Despite those news stories about the Millennium Bridge ‘wobble’, it’s fair to say that human footfall – human induced vibration – is unlikely to negatively impact a structure. It is, of course, vital though that engineers working on a project – whether that be a building or a bridge – ensures that it safe and comfortable to use – meaning that human induced vibration should be taken into consideration.
Reducing the impact of fluttering and resonance
Vibrations can affect structures in a wide range of ways. Two of the main ways are resonanceand aeroelastic fluttering.

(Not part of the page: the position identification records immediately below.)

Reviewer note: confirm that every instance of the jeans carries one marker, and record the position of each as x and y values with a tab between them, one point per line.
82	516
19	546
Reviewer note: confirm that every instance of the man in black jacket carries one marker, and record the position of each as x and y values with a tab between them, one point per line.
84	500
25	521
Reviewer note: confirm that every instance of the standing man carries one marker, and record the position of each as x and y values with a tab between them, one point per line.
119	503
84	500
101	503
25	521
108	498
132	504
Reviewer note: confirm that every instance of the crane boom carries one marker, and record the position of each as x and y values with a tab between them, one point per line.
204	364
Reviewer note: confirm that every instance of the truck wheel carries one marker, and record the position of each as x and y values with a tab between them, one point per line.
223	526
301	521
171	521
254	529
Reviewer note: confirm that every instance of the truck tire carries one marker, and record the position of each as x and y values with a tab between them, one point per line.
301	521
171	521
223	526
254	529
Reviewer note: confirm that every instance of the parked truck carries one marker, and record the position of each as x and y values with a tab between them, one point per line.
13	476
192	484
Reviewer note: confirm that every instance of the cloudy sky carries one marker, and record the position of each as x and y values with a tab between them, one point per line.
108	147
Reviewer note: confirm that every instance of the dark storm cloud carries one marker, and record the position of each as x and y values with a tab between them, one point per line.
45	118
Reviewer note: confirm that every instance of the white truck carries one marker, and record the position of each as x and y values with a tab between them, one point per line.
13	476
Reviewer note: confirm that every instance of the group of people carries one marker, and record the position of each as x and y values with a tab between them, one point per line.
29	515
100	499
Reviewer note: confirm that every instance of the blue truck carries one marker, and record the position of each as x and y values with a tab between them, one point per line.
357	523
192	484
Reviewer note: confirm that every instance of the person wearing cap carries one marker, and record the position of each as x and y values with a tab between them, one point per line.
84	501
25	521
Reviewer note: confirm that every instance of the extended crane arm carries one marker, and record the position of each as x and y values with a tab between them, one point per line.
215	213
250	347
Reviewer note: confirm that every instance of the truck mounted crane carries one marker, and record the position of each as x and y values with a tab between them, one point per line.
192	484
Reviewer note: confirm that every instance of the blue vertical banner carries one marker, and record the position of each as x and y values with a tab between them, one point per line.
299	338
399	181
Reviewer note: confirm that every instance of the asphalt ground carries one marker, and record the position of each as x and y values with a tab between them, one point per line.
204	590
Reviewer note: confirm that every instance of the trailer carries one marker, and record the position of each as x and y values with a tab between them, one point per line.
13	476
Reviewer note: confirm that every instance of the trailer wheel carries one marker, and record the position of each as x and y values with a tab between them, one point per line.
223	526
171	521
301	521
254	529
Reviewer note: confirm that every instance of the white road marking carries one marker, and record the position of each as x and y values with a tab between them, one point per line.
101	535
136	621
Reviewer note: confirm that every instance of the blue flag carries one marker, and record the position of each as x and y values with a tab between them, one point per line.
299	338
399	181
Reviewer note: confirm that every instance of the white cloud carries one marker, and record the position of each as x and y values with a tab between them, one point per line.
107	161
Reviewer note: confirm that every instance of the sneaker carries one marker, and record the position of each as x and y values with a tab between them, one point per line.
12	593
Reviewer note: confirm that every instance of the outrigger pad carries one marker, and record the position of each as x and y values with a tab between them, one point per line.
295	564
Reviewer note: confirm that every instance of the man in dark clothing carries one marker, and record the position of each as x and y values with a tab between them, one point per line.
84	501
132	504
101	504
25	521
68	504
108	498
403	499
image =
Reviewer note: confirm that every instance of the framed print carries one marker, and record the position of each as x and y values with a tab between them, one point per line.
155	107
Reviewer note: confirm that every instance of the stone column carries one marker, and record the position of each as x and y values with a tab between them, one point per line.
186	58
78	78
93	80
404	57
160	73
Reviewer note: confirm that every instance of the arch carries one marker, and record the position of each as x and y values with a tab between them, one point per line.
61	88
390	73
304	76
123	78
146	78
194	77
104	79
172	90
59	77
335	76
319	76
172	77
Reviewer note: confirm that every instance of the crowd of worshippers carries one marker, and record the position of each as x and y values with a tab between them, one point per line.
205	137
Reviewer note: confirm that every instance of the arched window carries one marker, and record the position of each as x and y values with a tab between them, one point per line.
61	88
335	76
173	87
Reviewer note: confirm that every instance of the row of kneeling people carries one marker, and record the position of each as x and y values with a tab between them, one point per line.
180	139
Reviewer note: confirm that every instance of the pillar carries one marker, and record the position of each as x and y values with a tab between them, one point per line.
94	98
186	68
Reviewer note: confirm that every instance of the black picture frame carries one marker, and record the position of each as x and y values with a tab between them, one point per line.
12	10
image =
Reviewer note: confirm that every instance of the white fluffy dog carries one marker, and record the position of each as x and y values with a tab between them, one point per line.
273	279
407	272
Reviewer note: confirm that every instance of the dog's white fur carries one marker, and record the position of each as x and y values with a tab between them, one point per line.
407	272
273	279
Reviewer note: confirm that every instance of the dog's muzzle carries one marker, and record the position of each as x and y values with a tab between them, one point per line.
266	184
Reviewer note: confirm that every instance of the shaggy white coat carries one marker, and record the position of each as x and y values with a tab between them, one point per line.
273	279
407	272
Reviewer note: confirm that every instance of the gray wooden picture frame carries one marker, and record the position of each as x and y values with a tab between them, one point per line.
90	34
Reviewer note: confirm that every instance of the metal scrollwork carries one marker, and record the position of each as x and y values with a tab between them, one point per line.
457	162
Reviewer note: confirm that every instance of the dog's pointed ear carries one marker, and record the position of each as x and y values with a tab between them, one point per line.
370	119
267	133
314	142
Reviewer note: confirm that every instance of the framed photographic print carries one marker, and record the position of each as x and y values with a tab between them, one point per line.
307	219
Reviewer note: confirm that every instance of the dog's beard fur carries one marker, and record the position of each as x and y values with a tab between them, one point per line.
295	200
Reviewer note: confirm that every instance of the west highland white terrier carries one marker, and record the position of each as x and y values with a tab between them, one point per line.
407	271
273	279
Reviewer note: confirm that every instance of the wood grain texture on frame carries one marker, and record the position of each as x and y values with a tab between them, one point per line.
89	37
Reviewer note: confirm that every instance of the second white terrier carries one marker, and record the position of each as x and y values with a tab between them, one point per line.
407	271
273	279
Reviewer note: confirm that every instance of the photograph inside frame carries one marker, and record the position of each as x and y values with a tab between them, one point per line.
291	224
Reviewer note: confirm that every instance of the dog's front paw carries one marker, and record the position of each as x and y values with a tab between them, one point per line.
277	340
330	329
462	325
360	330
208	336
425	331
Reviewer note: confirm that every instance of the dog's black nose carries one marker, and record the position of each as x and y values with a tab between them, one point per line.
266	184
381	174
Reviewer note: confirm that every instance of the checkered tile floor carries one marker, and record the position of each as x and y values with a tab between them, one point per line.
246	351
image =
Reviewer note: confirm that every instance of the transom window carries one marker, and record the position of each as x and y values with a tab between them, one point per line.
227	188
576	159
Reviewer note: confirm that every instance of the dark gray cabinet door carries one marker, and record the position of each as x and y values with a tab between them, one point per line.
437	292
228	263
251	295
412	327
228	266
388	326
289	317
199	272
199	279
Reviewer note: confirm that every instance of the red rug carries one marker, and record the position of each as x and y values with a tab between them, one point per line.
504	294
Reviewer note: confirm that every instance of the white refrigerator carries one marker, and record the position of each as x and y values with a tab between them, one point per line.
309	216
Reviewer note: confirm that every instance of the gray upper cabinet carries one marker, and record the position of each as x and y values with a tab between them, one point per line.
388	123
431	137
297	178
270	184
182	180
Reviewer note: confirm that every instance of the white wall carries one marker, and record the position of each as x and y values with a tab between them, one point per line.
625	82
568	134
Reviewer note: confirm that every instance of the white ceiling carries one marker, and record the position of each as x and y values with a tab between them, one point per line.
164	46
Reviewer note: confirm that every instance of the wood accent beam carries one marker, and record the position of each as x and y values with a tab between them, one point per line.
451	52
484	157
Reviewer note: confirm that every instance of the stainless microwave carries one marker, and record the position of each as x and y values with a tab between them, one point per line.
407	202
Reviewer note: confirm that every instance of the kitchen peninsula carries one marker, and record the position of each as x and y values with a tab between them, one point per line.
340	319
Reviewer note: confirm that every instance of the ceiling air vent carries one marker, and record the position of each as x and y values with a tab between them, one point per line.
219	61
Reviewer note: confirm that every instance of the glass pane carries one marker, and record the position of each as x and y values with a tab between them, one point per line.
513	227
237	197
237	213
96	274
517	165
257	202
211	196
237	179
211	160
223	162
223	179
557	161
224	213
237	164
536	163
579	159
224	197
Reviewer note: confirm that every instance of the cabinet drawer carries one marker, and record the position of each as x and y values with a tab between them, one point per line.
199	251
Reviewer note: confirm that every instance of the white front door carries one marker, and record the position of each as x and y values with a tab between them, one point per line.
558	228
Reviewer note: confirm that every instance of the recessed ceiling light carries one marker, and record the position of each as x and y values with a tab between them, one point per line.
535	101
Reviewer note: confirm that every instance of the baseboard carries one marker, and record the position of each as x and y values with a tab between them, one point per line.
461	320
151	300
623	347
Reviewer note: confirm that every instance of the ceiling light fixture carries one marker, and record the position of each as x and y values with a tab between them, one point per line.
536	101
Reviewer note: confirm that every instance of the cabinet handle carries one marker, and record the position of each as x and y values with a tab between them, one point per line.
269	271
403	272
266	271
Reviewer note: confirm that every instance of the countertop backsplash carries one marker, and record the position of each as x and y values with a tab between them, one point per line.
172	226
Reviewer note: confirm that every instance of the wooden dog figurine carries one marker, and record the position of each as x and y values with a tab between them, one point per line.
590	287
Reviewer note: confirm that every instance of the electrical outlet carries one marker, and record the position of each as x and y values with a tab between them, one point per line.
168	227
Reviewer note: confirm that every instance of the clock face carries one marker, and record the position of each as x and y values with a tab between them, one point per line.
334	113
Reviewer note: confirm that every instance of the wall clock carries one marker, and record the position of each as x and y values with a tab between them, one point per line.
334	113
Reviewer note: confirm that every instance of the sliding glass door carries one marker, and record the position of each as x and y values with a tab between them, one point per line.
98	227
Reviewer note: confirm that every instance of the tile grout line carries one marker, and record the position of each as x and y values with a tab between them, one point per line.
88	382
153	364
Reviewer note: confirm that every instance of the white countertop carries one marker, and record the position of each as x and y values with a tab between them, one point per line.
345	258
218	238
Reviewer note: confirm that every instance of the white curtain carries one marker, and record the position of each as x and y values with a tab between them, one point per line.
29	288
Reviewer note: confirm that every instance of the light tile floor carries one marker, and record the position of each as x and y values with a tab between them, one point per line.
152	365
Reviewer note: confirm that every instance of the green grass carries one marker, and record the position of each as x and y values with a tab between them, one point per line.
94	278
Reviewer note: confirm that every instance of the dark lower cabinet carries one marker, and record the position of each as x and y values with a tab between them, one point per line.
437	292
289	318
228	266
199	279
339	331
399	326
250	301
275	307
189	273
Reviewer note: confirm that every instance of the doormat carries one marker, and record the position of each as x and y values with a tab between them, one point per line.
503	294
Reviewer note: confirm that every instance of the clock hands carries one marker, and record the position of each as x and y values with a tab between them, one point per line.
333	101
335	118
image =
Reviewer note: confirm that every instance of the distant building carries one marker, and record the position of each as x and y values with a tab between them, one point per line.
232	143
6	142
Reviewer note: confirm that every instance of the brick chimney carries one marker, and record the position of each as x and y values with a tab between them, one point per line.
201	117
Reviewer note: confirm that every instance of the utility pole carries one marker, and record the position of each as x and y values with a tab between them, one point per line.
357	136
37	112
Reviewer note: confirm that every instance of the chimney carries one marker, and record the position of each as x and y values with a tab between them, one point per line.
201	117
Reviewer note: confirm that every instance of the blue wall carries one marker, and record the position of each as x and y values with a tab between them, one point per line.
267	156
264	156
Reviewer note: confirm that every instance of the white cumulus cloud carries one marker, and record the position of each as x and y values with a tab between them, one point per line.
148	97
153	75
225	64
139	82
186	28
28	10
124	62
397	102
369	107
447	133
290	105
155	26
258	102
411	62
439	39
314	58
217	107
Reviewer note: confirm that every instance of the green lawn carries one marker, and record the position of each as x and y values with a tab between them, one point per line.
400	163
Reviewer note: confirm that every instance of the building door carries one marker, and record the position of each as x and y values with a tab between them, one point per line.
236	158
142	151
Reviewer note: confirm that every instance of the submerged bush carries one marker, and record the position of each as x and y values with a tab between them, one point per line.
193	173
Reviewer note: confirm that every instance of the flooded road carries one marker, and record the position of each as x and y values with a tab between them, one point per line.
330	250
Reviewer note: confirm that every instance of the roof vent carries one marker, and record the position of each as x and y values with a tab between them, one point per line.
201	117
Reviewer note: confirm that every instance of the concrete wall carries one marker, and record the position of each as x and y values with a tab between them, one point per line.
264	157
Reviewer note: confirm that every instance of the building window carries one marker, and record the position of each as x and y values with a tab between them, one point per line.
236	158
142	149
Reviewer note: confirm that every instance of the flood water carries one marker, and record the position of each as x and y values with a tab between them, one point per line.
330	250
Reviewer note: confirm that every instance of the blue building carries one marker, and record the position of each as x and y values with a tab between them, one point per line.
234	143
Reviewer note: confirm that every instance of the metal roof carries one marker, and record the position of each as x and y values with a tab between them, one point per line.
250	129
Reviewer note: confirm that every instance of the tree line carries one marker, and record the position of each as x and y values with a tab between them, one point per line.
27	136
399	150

When Object A vibrates at the same natural frequency as Object B, this is known as resonance. As a result, object B resonates with this and will begin to vibrate too. Think singing to break a wine glass! Although the person singing isn’t touching the glass, the vibrations of their voice are resonating with the glass’s natural frequency, causing this vibration to get stronger and stronger and eventually, break the glass.
Aeroelastic flutter differs slightly; for example, a force is applied to Object B, causing it to shake. It’s not necessarily at the same frequency as Object B’s natural vibration, but it makes Object B move all the same.
When an object resonates, it is technically fluttering too. But not everything that flutters is necessarily resonating. This is how confusion over disasters such as the Tacoma Bridge collapse occur — for a long time, and to this day, the event is used as a textbook example of resonance. However, it’s been argued that the bridge’s collapse wasn’t caused by resonance, but by fluttering.
Fluttering also occurs with human induced vibrations, and an example of this is when human movement is applying force, causing the structure to vibrate. Some instances would also see resonation happening too, but it wouldn’t be a certainty.
Engineers have to ensure that their designs reduce the damage or discomfort caused by either fluttering or resonating.
The structure and users within a building can be compromised when fluttering or resonation occurs, and it can have a range of impacts:
- Swaying bridges. The Millennium Bridge is one of the best examples of resonance caused by human induced vibrations and fluttering. As people walked across the bridge, the vibrations and swaying caused oscillations in the bridge. Everyone crossing the bridge would then sway at the same time to avoid falling over, resulting in a cycle of increasing and amplifying the swaying effect.
- Human health suffering. Research has found that vibrations in buildings and structures can cause depression and even motion sickness in inhabitants. Buildings naturally respond to external factors such as the wind or human footfall within. This low-frequency vibration can be felt, even subconsciously, by people. It has been argued that modern designs featuring thinner floor slabs and wider spacing in column design mean that these new builds are not as effective at dampening vibrations as older buildings are.
- Jeopardise integrity of sensitive equipment. Depending on what the building is used for, what is within and what can be affected by the vibrations of those inside the building. Universities, for example, may have sensitive equipment whose accuracy and performance could be damaged by vibrations.
- Jeopardising structural integrity. Eventually, the build-up of constant vibrations on a structure can lead to structural integrity being compromised. A worse-case scenario would be the complete collapse of said structure.
How to avoid it
Modern designs that favour thinner slabs and wider column design and spacing tend to be susceptible to all forms of vibration, whether it is human-induced or otherwise. Using structural design and analysis software at the design stage is an effective method for engineers to test footfall on a design and see the resulting vibrations.
Vibrations are inevitable, but engineers must account for a wide range of catalysts that trigger vibrations in a structure, such as human footfall, adapting their overall design accordingly.